Мрачное выражение, неизменно присутствовавшее на его лице, было, скорее, результатом напряжения мышц, проистекавшего от перманентного мыслительного процесса в его голове. У каждого есть свой способ бегства от окружающего мира; Дюваль пользовался самым простым: он с головой погружался в работу.
К сорока с лишним годам он обрел международную известность как нейрохирург и статус убежденного холостяка, на что он не обращал никакого внимания.
Когда открылась дверь, он не позволил себе оторваться от внимательного изучения трехмерного рентгеновского снимка, который лежал перед ним на столе. Привычно бесшумными шагами вошла его ассистентка.
— В чем дело, мисс Петерсон? — спросил он, до боли в глазах вглядываясь в снимок. Глубина изображения была вполне достаточной для поверхностной оценки, но подлинное проникновение в суть требовало точнейшего расчета углов, плюс изощренное знание того, что кроется в глубине.
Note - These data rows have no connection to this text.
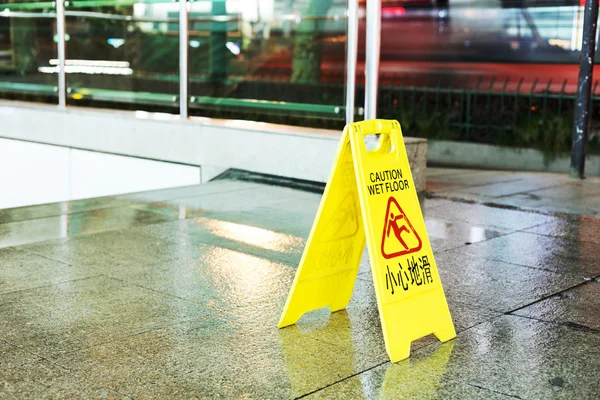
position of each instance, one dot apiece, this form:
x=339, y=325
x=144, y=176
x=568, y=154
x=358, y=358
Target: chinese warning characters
x=415, y=272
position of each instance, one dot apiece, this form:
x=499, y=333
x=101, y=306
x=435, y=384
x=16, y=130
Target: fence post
x=372, y=58
x=183, y=59
x=584, y=86
x=60, y=38
x=352, y=21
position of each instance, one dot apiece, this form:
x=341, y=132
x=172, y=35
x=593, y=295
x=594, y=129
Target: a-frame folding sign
x=373, y=192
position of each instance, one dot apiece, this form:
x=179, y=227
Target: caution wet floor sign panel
x=371, y=197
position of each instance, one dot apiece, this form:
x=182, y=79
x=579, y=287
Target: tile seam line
x=340, y=381
x=153, y=290
x=583, y=328
x=46, y=241
x=511, y=312
x=50, y=284
x=126, y=205
x=532, y=191
x=559, y=214
x=71, y=371
x=20, y=250
x=523, y=265
x=478, y=184
x=486, y=388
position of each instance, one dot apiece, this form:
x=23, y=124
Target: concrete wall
x=215, y=145
x=33, y=173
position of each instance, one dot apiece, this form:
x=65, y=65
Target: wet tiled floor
x=177, y=293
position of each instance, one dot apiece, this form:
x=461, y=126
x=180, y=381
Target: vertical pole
x=352, y=20
x=60, y=37
x=183, y=59
x=372, y=61
x=218, y=41
x=584, y=86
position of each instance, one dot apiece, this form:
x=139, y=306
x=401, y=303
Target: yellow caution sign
x=373, y=192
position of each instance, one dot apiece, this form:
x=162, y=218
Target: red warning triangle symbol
x=399, y=236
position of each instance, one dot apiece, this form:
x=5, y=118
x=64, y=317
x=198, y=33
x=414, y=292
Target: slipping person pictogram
x=405, y=239
x=393, y=224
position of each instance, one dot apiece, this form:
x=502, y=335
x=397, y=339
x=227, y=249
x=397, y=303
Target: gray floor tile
x=501, y=189
x=71, y=225
x=480, y=215
x=79, y=314
x=132, y=247
x=496, y=285
x=579, y=307
x=255, y=362
x=248, y=239
x=523, y=358
x=25, y=376
x=406, y=381
x=20, y=270
x=581, y=228
x=565, y=256
x=212, y=276
x=445, y=235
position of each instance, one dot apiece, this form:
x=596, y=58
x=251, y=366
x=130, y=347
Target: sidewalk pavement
x=177, y=293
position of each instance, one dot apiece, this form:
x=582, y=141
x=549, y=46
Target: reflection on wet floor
x=177, y=294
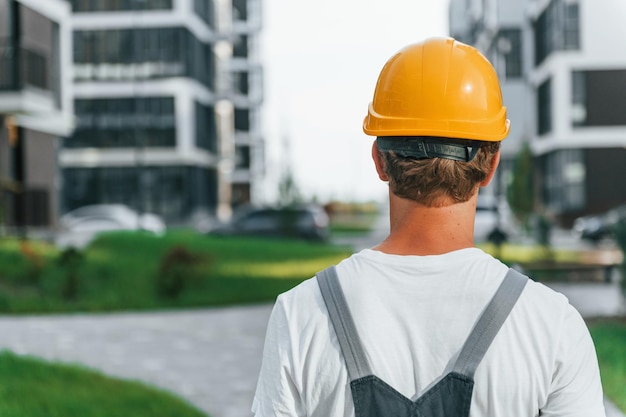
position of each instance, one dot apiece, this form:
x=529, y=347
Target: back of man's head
x=438, y=116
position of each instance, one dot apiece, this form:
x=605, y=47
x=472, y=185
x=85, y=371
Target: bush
x=43, y=389
x=620, y=237
x=135, y=271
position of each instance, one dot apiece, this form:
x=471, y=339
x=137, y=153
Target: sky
x=321, y=61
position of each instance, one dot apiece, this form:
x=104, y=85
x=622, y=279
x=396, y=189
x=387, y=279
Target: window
x=119, y=5
x=242, y=119
x=564, y=180
x=241, y=82
x=544, y=108
x=598, y=98
x=240, y=47
x=204, y=9
x=509, y=45
x=242, y=157
x=173, y=192
x=124, y=123
x=557, y=29
x=240, y=10
x=176, y=51
x=206, y=129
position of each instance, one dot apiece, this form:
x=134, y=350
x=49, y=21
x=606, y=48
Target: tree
x=288, y=191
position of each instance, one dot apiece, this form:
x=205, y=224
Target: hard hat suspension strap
x=427, y=147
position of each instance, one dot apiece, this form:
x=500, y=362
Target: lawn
x=36, y=388
x=130, y=271
x=610, y=339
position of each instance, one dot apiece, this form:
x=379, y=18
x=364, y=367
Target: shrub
x=620, y=237
x=177, y=270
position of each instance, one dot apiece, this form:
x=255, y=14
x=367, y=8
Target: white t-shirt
x=413, y=314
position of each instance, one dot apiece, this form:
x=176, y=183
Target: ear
x=494, y=165
x=378, y=162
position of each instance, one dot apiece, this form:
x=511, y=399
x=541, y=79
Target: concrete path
x=209, y=357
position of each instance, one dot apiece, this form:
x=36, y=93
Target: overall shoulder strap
x=343, y=324
x=490, y=323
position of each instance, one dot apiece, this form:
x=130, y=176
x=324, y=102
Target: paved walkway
x=210, y=357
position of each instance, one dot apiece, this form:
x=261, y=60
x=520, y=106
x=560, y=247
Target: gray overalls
x=452, y=395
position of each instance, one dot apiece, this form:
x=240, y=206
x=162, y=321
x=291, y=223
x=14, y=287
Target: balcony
x=25, y=81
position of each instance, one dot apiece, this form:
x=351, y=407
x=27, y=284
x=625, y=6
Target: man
x=425, y=323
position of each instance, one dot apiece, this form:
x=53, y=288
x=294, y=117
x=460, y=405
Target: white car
x=79, y=227
x=491, y=213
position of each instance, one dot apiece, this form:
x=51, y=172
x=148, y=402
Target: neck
x=419, y=230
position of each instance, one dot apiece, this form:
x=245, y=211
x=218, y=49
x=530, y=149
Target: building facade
x=156, y=106
x=569, y=100
x=36, y=109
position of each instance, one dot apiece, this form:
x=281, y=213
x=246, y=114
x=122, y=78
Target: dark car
x=303, y=222
x=599, y=226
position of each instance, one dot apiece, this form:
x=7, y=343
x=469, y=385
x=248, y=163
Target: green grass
x=121, y=271
x=610, y=341
x=36, y=388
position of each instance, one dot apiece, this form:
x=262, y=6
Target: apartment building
x=569, y=101
x=36, y=109
x=159, y=88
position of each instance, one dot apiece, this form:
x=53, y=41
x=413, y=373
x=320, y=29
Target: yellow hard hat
x=438, y=88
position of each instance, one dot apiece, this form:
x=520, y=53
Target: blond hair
x=438, y=182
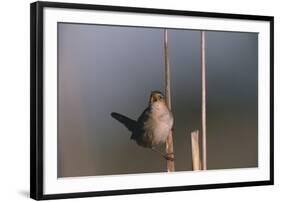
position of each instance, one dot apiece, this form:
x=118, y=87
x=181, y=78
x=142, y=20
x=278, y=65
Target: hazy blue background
x=104, y=69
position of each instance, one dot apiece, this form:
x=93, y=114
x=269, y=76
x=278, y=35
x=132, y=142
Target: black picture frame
x=36, y=98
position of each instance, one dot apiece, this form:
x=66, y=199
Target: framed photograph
x=129, y=100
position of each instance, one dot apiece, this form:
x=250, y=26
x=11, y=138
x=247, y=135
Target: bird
x=153, y=126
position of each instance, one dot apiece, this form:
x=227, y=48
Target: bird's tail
x=130, y=124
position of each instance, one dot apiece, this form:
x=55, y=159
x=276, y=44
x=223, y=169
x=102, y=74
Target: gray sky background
x=104, y=69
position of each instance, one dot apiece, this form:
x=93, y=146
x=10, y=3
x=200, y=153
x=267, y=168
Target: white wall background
x=14, y=100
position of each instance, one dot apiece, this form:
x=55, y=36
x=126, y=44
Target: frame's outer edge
x=272, y=101
x=36, y=101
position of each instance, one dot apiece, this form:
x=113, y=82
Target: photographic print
x=131, y=100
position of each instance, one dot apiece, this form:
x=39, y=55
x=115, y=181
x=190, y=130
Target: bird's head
x=156, y=96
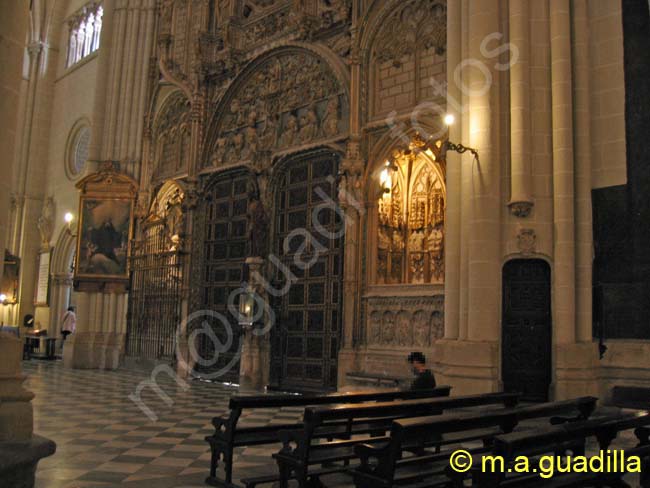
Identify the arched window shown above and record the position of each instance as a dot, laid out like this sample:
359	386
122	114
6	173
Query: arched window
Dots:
410	221
77	149
84	32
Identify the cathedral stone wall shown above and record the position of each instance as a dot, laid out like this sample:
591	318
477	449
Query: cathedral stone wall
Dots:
243	103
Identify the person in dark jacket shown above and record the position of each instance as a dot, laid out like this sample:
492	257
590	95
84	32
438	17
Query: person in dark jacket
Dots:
424	379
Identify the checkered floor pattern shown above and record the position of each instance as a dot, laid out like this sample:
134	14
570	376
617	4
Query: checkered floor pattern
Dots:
105	440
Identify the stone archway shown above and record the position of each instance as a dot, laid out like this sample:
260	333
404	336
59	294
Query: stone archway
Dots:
61	273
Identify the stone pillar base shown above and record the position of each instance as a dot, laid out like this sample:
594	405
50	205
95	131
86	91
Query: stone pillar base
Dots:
468	367
348	362
18	461
576	371
255	362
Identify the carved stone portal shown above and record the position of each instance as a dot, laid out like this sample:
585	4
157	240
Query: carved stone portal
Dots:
291	100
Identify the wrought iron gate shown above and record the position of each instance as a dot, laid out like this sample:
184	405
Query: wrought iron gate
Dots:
305	338
526	328
222	217
155	296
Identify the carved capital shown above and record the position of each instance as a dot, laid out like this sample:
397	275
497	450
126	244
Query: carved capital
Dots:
521	209
527	241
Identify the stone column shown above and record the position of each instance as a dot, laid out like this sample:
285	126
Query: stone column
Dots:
521	201
576	353
453	217
563	172
20	449
471	363
120	107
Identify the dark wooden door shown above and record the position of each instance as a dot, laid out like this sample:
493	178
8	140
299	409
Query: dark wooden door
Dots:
225	246
526	328
305	339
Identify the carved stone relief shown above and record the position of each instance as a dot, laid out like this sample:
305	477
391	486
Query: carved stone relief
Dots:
410	239
416	25
291	100
171	137
407	321
45	222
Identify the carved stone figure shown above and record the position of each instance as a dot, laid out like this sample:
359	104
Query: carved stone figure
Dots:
258	224
416	267
220	152
388	332
374	328
437	325
404	333
270	133
252	139
398	240
308	126
238	142
434	240
383	239
45	222
331	118
290	133
421	332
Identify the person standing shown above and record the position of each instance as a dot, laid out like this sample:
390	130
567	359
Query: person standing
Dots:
68	324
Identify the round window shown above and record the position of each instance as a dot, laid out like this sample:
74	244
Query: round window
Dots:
78	152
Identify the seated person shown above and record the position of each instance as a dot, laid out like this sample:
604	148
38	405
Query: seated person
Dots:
424	379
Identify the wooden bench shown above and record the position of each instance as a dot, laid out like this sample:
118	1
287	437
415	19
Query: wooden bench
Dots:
376	379
386	466
228	435
305	457
631	397
558	440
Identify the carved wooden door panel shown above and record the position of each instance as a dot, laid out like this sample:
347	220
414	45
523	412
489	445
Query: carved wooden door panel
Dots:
526	328
305	338
222	216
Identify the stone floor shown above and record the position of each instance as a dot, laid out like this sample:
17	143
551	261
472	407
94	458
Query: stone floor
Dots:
105	440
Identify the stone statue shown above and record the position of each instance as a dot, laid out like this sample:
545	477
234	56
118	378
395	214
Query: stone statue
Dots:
238	145
331	118
434	240
258	224
270	134
252	139
46	222
308	125
290	132
220	151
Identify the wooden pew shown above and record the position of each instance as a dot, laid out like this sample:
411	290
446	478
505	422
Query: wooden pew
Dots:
559	439
304	456
386	466
229	435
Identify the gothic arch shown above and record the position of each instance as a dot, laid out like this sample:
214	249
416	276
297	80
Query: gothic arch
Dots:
402	46
292	95
61	277
384	148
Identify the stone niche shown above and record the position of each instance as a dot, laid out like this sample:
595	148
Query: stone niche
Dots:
400	321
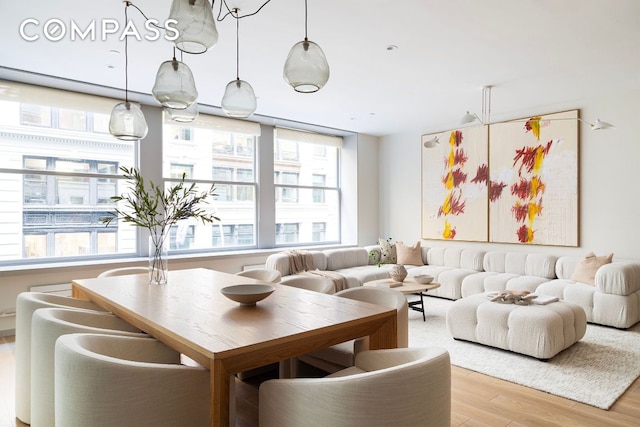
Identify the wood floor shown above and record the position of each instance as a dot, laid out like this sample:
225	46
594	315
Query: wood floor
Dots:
477	400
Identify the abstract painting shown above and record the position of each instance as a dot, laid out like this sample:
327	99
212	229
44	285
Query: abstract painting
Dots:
533	187
454	185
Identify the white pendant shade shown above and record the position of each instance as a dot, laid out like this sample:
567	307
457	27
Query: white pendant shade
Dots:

Кора Петерсон застыла на месте, собираясь с мыслями. Ей минуло двадцать пять лет, она была на двадцать лет младше Дюваля, и полученную ею всего год назад степень магистра она почтительно преподнесла к ногам хирурга.
В письмах домой она при каждом удобном случае объясняла, что день рядом с Дювалем равен курсу колледжа; просто невозможно было представить изощренность его методов диагностики, его технику обследования, его виртуозное мастерство владения инструментарием. При ее преданности работе, при ее стремлении лечить, состояние Коры можно было оценить как непрерывное вдохновение.
Едва только она зашла в комнату, ее, как профессионального физиолога, обеспокоили углубившиеся морщины на лице шефа, склоненного над работой.
Ее лицо осталось бесстрастным, хотя она никак не могла справиться с глупыми беспорядочными сокращениями сердечной мышцы.